A 3-way agreement test (`scenario plants ⊆ direct matview SELECT == Dashboards`, `== audit PDF` where it applies) gates the release, so the dashboards match the underlying SQL on every L1 invariant violation set — enforced, not just claimed. Full reference — what ships in the wheel, the maintainer recipes for bumping a vendored asset — in the handbook's [Self-hosting the dashboards](https://chotchki.github.io/recon-gen/reference/self-host/) page.

## Theming

Theme is declared inline on the L2 institution YAML's `theme:` block. When the L2 instance carries no `theme:` block, `build_theme` returns `None` and the single `DEFAULT_PRESET` in `common/theme.py` — the in-canvas-accent fallback — takes over (silent-fallback contract). No registry, no CLI flag.

To customize the demo persona's brand, launch studio and use its built-in editor!

## Tests

```bash
./run_tests.sh up_to=unit                                  # ~20s, no DB
./run_tests.sh up_to=db                                    # db layer, xdist-parallel
./run_tests.sh up_to=db --only test_drift                  # narrow within a layer (pytest -k)
./run_tests.sh up_to=app2                                  # full chain through Playwright
```

The runner enforces ordering — invoking layer N runs layers 1..N-1 first. Layers: `unit → db → app2`. See `CLAUDE.md::Test sequencing` for the full guide.

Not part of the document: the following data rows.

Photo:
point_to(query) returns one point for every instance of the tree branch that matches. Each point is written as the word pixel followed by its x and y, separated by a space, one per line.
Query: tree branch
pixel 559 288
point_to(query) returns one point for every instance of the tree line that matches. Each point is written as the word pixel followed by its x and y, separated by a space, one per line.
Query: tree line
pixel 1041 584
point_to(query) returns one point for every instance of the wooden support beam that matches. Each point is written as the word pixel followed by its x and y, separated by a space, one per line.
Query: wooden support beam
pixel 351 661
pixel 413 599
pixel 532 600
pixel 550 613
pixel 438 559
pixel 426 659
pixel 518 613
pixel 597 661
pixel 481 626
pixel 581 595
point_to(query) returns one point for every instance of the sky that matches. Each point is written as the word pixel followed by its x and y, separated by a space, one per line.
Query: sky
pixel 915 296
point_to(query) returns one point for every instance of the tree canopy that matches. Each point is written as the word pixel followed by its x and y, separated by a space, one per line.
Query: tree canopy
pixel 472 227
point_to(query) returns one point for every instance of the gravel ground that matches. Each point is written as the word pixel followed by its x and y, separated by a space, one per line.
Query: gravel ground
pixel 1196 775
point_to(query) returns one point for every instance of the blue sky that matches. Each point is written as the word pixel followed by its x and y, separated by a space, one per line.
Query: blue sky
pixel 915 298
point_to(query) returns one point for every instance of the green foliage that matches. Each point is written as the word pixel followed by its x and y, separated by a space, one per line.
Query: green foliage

**Triage a specific failing test:** `./run_tests.sh triage <pytest_nodeid>` spawns the appropriate DB container and drops into a screen-attached pdb at the failure line. Multi-client — both operator and assistant can drive pdb via `screen -x recon-gen-triage` / `screen -S recon-gen-triage -X stuff $'<cmd>\n'`. Teardown: `./run_tests.sh triage-down --yes` (kills the screen session and stops the triage container). Full runbook: `CLAUDE.md::Triage workflow` section.

Coverage:

- **Unit / integration**: models, tags, config, CLI, demo determinism + scenario coverage (per-instance SHA256 seed-hash locks), tree primitives + validators, dataset builders, visual builders, filter groups, cross-reference validation (dataset identifiers, filter bindings, visual ID uniqueness, sheet scoping), explanation coverage, schema + seed SQL structure for both Postgres + Oracle.
- **E2E**: the app2 browser layer collects by default (the standalone `RECON_GEN_E2E=1` gate was retired in DJ.1).
  - *Browser layer (Playwright WebKit, headless)* — the self-hosted dashboards load, sheet tabs, per-sheet visual counts + spot-checked titles, drill-downs, mutual-filter reconciliation tables, date-range filter narrowing, Show-Only-X toggles, Investigation slider + dropdown filters.

E2E tunables (env vars): `RECON_E2E_PAGE_TIMEOUT`, `RECON_E2E_VISUAL_TIMEOUT`. Failure screenshots land in `tests/e2e/screenshots/<app>/` (gitignored).